Okay. The story title is cheesy, I know... (shot)
About that stuff at the beginning. I spend a lot of time alone and think about the weirdest shit. Such as... that. It's a nice creepy way to start a story, ne? XD
And I love riding my bike around town. It's so much fucking fun. Fat people in cars hate me for it, too. XD
Yes, my friend has a perfect replica Keyblade that is metal. She bought it from some random guy for... what, $120? If even that much. It even came with Sora's necklace.

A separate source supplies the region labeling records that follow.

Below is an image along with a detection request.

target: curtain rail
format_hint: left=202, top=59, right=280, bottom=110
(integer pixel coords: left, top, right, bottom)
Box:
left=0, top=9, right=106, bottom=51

Why is this set in September when I posted this in January?... I've been procrastinating, and rewriting, and procrastinating some more. Nyeeehh.
And lots of swearing. I actually do swear a lot when angry, scared, or frustrated. It must be from Mom's side, because she does that too. Sorry if that offends you dearies.
The British slang word "bint" is basically (from what I've read) calling a girl a whore. I might be wrong about the meaning, but I'm pretty sure the term is some kind of feminine insult. Ask a British person. They're amazing. EVERYONE WANTS A BRITISH ACCENT, DON'T EVEN DENY IT. And I know British people don't say 'bloody' as much as the 'British girl' does, but I'm trying to emphasize the fact that she sounds British. Hence me utilizing my meager knowledge of British slang.